A final aconteceu em três fases distintas: Kim estabeleceu a referência, a perseguição em campo e Choi proporcionou o momento decisivo.
Kim entrou tarde na ordem de corrida e imediatamente estabeleceu o controle com uma corrida de abertura controlada construída em torno de uma sequência backside 720, switch backside air e cabine dupla cortiça 1080, terminando com o tipo de amplitude e precisão de pouso que julga consistentemente recompensa. Seus 88,00 imediatamente pressionaram o resto do campo e a mantiveram na competição.

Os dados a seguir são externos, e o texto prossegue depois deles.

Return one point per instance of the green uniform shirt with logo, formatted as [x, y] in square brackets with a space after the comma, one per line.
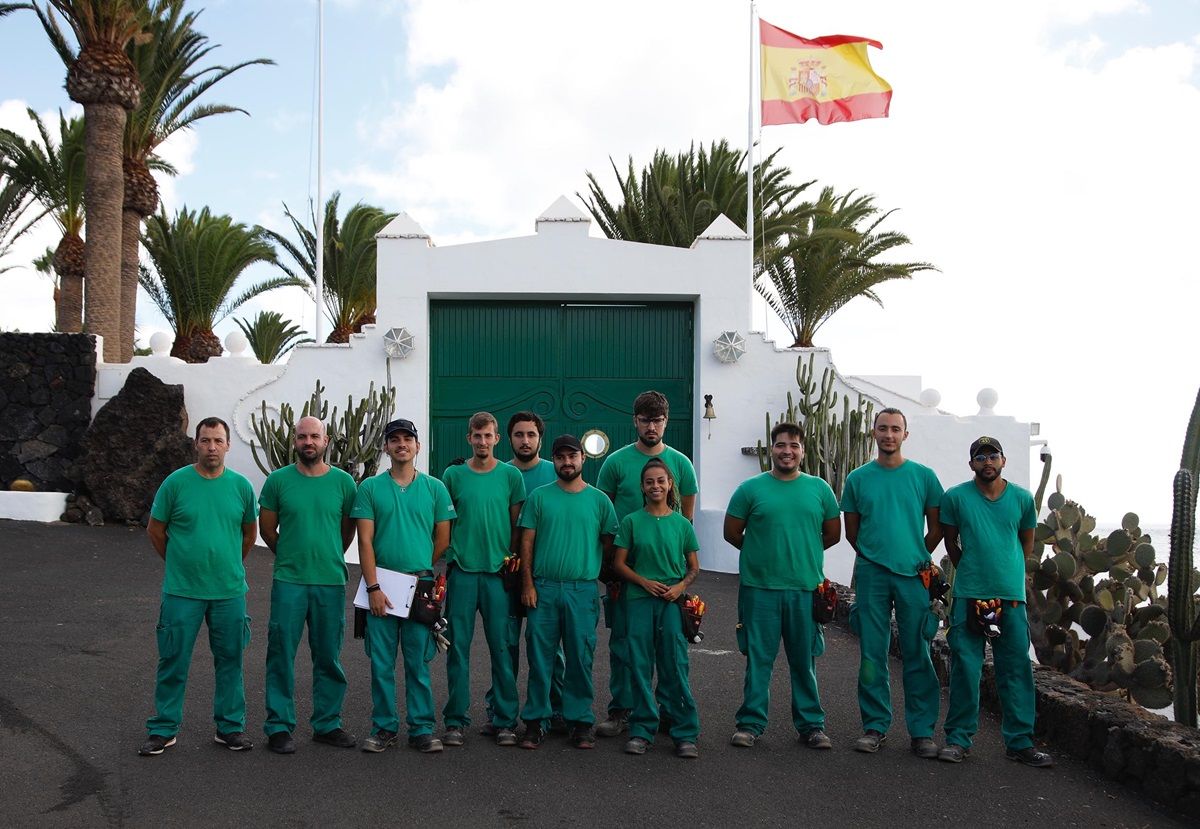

Ono garantiu o bronze cedo com uma corrida tecnicamente limpa, mas um pouco inferior, que chegou a 85,00, enquanto pilotos como a japonesa Sara Shimizu e a chinesa Cai Xuetong aumentaram a dificuldade, mas perderam terreno em termos de execução ou amplitude.
O caminho de Choi para o ouro foi muito menos simples. A jovem de 17 anos – competindo em sua primeira Olimpíada – caiu pesadamente durante a corrida de abertura, deixando-a precisando de algo excepcional para competir. Ela entregou na terceira corrida, combinando velocidade, amplitude e profundidade técnica em sua prancha para atingir 90,25, a pontuação mais alta da final.
O momento imediatamente colocou de volta a pressão sobre Kim, que ainda tinha uma última corrida, mas agora precisava melhorar. Ela tentou aumentar o limite de dificuldade, incluindo uma progressão para combinações de cortiça dupla consecutivas, mas não conseguiu obter uma pontuação mais limpa do que seu benchmark inicial.
O resultado sublinhou o quão estreitas se tornaram as margens no halfpipe feminino. Kim ainda alcançou a maior pontuação em simples fora de Choi e terminou confortavelmente à frente do resto do campo, mas as finais olímpicas raramente deixam espaço para algo menos que a perfeição.
A vitória de Choi também assinala uma mudança geracional numa disciplina cada vez mais dominada por adolescentes progressistas. Nascida em 2008 e orientada pela própria Kim, ela representa uma nova onda nascida inteiramente no ecossistema tecnológico que Kim ajudou a criar.
O campo mais amplo refletiu essa evolução. Sete dos oito primeiros colocados tinham 23 anos ou menos, e vários finalistas tentaram a dificuldade de nível duplo de cortiça como conteúdo competitivo padrão, em vez de truques bônus arriscados.
Para Kim, o resultado pouco prejudica uma carreira que já remodelou o esporte. Ela continua sendo bicampeã olímpica, multicampeã mundial e a amazona mais responsável por impulsionar a base técnica do halfpipe feminino moderno.
Mas numa noite de neve em Livigno, o desporto finalmente saiu – mesmo que ligeiramente – fora do seu alcance. E pela primeira vez em quase uma década, o ouro do halfpipe olímpico pertencia a outra pessoa.